Closed saikumare-a closed 1 year ago

saikumare-a commented 1 year ago

Background [Optional]

Hi, we are receiving the multisegment ascii file and we would like to filter the data for a particular segment based on a column.

as per documentation, tried using option("segment_filter").

even after using this filter, observing no filtration of data is happening. can you help on checking on this?

saikumare-a commented 1 year ago

Hi @yruslan,

just tested this in 2.6.1 and working fine, but not working in 2.6.2. can you check into this

yruslan commented 1 year ago

Hi, What's your full spark.read code snippet?

saikumare-a commented 1 year ago

Hi @yruslan,

below are the options used

final_options = {'copybook': ‘', 'generate_record_id': 'false', 'drop_value_fillers': 'false', 'drop_group_fillers': 'false', 'pedantic': 'true', 'encoding': 'ascii', 'variable_size_occurs': 'true', 'record_format': 'D', 'segment_field': 'BASE_RCRD_ID', 'segment_filter': 'ABC'}

df=spark.read.format("cobol").options(**final_options).load()

yruslan commented 1 year ago

Yeah, I can see why it is happening.
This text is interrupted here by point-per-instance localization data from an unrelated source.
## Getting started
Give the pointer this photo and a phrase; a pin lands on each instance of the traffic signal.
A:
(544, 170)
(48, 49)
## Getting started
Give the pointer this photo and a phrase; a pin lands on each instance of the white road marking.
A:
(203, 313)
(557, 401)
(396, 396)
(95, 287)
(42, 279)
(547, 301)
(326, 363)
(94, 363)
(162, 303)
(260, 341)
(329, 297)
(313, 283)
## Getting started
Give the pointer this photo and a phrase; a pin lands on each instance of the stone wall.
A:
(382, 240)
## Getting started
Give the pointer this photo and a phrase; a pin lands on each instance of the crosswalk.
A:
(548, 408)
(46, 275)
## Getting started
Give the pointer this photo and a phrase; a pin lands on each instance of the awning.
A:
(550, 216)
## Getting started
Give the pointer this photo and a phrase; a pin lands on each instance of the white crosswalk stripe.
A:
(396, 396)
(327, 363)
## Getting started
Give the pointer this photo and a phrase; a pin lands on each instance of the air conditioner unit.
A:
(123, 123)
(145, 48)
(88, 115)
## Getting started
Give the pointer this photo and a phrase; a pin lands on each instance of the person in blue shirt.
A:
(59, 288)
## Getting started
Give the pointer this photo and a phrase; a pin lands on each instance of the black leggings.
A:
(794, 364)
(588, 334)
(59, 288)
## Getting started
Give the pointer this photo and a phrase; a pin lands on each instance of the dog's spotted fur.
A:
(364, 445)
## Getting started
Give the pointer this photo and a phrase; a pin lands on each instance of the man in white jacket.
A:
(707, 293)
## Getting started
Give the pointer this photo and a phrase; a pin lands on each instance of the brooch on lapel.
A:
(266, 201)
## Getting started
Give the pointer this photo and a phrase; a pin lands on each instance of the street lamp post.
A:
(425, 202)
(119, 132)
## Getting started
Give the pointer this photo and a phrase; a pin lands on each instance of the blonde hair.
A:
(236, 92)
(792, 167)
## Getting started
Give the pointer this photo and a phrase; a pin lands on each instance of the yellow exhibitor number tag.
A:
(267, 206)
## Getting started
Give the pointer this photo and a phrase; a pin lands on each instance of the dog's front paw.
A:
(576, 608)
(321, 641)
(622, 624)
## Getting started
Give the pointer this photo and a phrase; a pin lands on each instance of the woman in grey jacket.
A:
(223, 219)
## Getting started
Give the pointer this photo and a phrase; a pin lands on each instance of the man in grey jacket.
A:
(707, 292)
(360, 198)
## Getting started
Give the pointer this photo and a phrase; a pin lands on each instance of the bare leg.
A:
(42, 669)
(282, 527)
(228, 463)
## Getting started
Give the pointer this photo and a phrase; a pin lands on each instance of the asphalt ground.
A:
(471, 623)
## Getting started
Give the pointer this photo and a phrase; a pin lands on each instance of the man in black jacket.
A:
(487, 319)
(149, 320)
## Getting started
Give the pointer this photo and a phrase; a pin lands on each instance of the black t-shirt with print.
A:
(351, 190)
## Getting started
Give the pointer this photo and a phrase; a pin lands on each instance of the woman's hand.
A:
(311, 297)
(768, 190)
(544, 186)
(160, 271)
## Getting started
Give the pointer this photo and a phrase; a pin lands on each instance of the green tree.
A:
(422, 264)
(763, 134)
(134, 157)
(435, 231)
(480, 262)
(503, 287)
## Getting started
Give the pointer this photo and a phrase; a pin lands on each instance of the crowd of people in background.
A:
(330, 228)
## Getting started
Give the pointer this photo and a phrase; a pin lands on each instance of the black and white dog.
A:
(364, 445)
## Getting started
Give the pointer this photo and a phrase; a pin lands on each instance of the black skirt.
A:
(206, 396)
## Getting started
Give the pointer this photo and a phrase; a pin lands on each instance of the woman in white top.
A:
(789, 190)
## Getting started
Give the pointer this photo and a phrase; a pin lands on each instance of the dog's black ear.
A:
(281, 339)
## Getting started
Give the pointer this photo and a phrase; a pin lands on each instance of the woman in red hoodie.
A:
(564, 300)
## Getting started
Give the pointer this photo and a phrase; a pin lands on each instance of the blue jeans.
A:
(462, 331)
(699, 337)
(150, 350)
You can workaround by filtering your data frame using .filter(col("BASE_RCRD_ID") === "ABC") for now.

saikumare-a commented 1 year ago

Hi @yruslan ,

is this issue fixed or any timeline by when this could be fixed?

saikumare-a commented 1 year ago

Hi @yruslan,

any luck with looking into this?. Thanks in advance!!

yruslan commented 1 year ago

Not yet. Please, use the workaround for now.

yruslan commented 1 year ago

This should be fixed in 2.6.3 released yesterday.